What I am saying here is that I am astounded that agency offered that client that much choice.

Suppose I visited my doc for some ache or pain.

Suppose my doc said, "Well, we can treat you with vitamins. Or perhaps a hair graft. Or we could fix your eyes with Lasik. Hmmm... maybe you'd like a liver transplant?"

If I heard that, I back out of the doc's office really fast.

All of those treatments make great sense in the right situation.

But they couldn't all be appropriate for me today.
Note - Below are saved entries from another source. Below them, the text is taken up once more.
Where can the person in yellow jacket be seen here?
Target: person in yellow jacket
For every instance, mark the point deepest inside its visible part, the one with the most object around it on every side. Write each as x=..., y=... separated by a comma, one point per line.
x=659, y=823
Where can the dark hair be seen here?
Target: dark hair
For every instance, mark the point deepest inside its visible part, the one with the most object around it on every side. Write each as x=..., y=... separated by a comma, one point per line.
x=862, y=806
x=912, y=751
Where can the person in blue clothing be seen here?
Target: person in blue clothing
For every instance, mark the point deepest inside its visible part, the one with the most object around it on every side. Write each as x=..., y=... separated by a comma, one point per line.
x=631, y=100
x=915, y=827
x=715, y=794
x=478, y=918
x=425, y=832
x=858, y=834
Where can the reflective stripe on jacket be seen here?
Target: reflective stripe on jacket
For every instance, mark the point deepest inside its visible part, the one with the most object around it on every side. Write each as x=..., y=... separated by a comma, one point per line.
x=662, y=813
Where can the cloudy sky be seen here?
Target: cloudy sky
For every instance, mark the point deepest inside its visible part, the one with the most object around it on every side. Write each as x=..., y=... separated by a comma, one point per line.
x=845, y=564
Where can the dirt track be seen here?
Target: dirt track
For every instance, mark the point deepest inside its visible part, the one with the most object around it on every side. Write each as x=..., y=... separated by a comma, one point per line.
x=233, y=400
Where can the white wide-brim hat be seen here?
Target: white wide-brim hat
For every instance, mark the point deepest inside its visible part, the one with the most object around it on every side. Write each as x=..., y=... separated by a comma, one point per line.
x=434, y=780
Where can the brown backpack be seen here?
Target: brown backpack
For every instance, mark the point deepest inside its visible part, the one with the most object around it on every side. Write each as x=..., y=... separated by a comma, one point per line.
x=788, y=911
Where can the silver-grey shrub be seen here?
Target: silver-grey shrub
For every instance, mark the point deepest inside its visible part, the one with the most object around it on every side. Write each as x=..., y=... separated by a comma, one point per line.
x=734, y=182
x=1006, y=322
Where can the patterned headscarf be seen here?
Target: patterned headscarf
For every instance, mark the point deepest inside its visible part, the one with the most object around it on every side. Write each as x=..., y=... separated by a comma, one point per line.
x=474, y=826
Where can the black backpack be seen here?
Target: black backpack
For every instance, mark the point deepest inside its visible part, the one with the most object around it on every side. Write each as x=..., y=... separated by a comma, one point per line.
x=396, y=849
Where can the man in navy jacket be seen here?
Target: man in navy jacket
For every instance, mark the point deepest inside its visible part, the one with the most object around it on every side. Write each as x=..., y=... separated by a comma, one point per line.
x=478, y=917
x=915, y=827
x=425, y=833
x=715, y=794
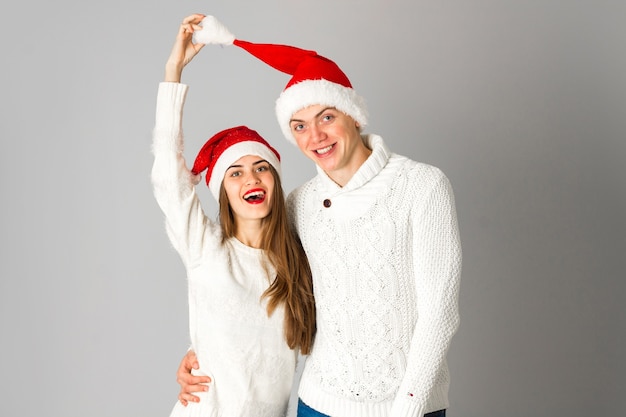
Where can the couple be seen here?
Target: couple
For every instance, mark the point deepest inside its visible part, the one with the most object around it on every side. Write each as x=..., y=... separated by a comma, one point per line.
x=378, y=229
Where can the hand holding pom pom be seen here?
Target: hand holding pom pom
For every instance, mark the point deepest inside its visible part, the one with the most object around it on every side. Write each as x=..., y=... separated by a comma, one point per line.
x=213, y=32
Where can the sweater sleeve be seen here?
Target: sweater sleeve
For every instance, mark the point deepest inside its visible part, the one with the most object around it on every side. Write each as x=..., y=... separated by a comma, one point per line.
x=437, y=266
x=173, y=183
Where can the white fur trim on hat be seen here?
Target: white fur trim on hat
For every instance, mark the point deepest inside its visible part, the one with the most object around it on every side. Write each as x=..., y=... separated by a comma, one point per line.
x=311, y=92
x=213, y=32
x=232, y=154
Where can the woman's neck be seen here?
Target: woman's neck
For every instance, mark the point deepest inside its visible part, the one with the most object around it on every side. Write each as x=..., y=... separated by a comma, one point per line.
x=249, y=233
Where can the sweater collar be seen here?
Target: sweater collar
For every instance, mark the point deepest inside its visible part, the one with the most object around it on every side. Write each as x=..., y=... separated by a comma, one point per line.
x=370, y=168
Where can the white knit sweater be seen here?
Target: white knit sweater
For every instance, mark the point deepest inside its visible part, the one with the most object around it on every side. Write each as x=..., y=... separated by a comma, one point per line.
x=237, y=344
x=386, y=262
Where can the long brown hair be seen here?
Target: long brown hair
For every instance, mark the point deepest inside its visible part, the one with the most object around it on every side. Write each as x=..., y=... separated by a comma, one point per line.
x=293, y=285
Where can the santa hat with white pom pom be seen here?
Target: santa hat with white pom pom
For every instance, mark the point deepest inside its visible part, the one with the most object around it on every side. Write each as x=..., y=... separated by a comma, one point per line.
x=314, y=78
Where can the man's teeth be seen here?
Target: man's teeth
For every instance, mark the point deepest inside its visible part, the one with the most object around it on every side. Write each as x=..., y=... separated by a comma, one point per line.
x=324, y=150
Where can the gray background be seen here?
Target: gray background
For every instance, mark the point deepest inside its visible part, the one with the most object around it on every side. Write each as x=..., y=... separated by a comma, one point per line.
x=521, y=103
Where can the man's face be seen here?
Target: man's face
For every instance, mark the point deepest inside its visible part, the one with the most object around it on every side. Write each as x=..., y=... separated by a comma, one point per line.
x=331, y=139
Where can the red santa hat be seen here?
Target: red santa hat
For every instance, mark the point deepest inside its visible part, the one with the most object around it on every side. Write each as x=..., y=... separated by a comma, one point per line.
x=314, y=78
x=226, y=147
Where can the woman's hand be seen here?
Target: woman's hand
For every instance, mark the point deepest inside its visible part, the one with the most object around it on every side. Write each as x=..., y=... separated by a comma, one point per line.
x=189, y=383
x=184, y=49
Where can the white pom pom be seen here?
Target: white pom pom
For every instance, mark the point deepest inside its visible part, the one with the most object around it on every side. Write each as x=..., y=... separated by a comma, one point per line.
x=213, y=32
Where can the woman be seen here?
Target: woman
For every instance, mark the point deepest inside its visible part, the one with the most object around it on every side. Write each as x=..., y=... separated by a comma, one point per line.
x=250, y=294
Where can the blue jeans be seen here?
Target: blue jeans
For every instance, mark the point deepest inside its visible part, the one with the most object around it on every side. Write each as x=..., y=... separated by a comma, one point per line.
x=306, y=411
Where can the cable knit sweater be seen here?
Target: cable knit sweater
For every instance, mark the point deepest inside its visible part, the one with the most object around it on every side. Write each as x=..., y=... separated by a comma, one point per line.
x=386, y=262
x=237, y=344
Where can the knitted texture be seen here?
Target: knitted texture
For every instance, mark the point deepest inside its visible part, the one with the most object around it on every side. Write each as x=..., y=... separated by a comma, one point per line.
x=386, y=262
x=237, y=344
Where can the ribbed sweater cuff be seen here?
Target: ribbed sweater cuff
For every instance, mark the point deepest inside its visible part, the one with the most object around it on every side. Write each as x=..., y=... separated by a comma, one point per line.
x=403, y=407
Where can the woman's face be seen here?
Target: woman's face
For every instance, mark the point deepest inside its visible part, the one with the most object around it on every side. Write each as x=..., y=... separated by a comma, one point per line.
x=249, y=185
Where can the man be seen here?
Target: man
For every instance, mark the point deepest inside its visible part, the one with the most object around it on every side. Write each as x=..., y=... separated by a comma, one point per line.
x=381, y=235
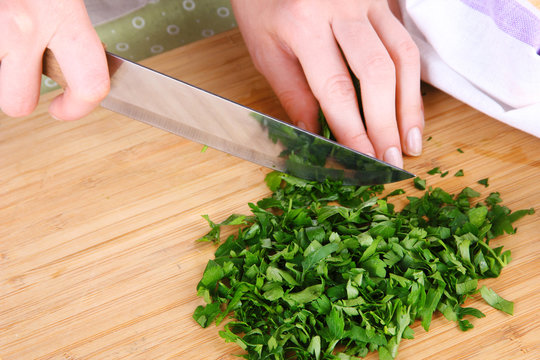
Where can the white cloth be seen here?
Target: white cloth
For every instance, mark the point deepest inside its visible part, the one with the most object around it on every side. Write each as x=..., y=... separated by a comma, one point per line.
x=485, y=53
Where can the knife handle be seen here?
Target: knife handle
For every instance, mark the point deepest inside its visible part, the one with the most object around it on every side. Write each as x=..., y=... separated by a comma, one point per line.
x=51, y=68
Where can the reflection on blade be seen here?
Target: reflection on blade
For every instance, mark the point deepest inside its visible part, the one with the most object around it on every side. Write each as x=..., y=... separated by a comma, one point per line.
x=200, y=116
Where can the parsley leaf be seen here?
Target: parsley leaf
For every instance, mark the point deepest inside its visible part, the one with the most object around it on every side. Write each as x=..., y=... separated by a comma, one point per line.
x=319, y=267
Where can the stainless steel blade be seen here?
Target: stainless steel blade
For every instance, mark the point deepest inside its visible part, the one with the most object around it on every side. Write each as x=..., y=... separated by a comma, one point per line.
x=183, y=109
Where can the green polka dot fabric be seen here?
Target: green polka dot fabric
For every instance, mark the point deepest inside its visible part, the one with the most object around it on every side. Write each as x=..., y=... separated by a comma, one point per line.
x=161, y=25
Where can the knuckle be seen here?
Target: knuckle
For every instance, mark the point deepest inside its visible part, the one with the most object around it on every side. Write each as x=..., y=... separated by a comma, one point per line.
x=94, y=91
x=339, y=87
x=297, y=8
x=408, y=53
x=288, y=98
x=379, y=67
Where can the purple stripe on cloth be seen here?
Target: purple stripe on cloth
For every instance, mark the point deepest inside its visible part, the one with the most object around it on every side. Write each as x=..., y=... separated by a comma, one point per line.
x=512, y=18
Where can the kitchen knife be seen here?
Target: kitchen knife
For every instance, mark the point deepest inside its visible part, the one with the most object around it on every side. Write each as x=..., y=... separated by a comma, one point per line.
x=198, y=115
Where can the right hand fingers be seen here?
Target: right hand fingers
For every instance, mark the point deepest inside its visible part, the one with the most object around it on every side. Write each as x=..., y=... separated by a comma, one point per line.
x=331, y=84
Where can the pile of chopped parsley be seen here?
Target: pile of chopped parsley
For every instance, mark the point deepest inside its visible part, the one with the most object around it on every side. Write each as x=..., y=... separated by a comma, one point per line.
x=327, y=271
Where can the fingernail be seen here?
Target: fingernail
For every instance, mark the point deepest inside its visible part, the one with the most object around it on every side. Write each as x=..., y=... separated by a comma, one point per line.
x=393, y=156
x=414, y=142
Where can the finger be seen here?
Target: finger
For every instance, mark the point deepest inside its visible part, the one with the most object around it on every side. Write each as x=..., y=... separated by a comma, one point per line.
x=406, y=58
x=20, y=79
x=85, y=70
x=285, y=76
x=373, y=66
x=331, y=84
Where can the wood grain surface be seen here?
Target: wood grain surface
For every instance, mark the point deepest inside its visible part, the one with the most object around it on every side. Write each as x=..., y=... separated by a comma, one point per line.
x=99, y=217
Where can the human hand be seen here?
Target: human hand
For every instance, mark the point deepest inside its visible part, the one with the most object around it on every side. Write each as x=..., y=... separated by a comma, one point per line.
x=303, y=48
x=28, y=27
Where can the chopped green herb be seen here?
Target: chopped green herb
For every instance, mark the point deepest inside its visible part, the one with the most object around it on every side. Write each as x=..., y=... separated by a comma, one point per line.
x=321, y=265
x=496, y=301
x=434, y=171
x=419, y=183
x=484, y=182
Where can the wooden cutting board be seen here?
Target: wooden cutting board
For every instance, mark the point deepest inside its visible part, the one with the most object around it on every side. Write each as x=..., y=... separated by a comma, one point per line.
x=99, y=217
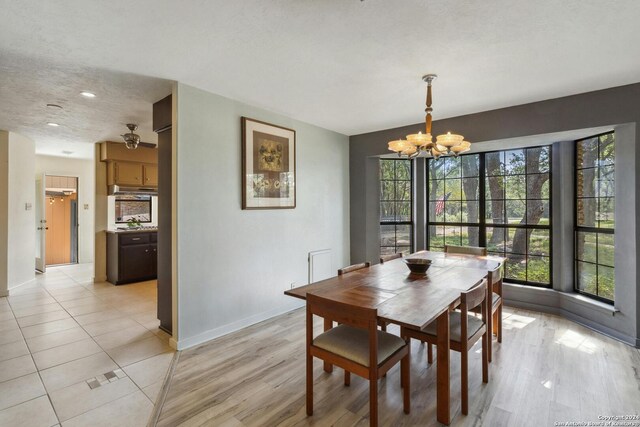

4 Responses to "Paid Search Pricing Models: Vitamins Vs. Liver Transplant Vs. Hair Graft Vs. Lasik"
Stephen says:
Wow! The pricing structure sounds almost unbelievable. The agency must subscribe to the "dazzle them brilliance and baffle them with BS" strategy. Please tell me that you got the deal... and that sanity prevailed!
I am the PPC manager for a mid sized web agency (not the one I am trying to get link juice from this post :))) we have around 60 clients, a couple fortune 500 and quite a few mom and pop shops. We have settled on a quarterly management fee. I have found in general that companies respond very well to "it doesn't matter how many keywords you want, the price stays the same". This has an assumption that the client is not going to be on the phone with me every day and using up all my time. If they become too high maintenance then we re-evaluate the fee, but this really helps us help smaller companies with limited budgets grow their business. I don't think we are making what we could make, but a good PPC person like myself :) can almost run on auto pilot and get things done quickly. I have had too many meetings where I am told about the "last company did nothing for us" which then of course is followed by their telling us they decided to do it on their own and it was a waste of money. Its really harder to get someone to get back in the water after a near drowning experience than it is to teach someone to swim.
I have to agree with Miwauke that in some cases it is just as easy to do several phrases at once, and for many smaller sites this is a godsend since they are on such a tight budget. There are a lot of "the last company did nothing for us" stories out there though. Many of my clients have one, and ended up being referred to me by a friend who was happy with my services.
An enlightening post and comments, and certainly I can't say I disagree. But the analogy whilst well intended, makes out like its wrong to offer multiple solutions to one problem, and I think there is a place for that. Granted alan, the ache I've got would be worryingly served by such a vast range of treatments, and yes I'd be hotfooting it out the door too when confornted with all those. But if I were accurately diagnosed, and offered different methods of treatment for the same pain, but those treatments varied on ranges like; speed of effect, long term dependancy risks, assurance of efficacy short and long term, invasiveness of treatment, possible side effects, then a practitioner has every right to investigate the patients deeper motivations, to propose multiple methods of treatement to suit. If I've got a bad toothache, then okay I get the idea about a long term change in my sugar intake, and perhaps I should use a fluroide toothpaste from now one, but can you just knock me out and get the damn thing out of my mouth. And I think there in lies the complexity of proposing pricing. Granted the doc gets nothing from varying the treatment, and I think there lies your point, so why should an agency. But I think there's a clear acknowledgement with savvy buyers, that agencies need the right incentives, and buyers need their objectives met. The 2 aren't always mutually aligned, but I think where there is scope to align them, and an agency is continually motivated to push the boundary, then everyone wins.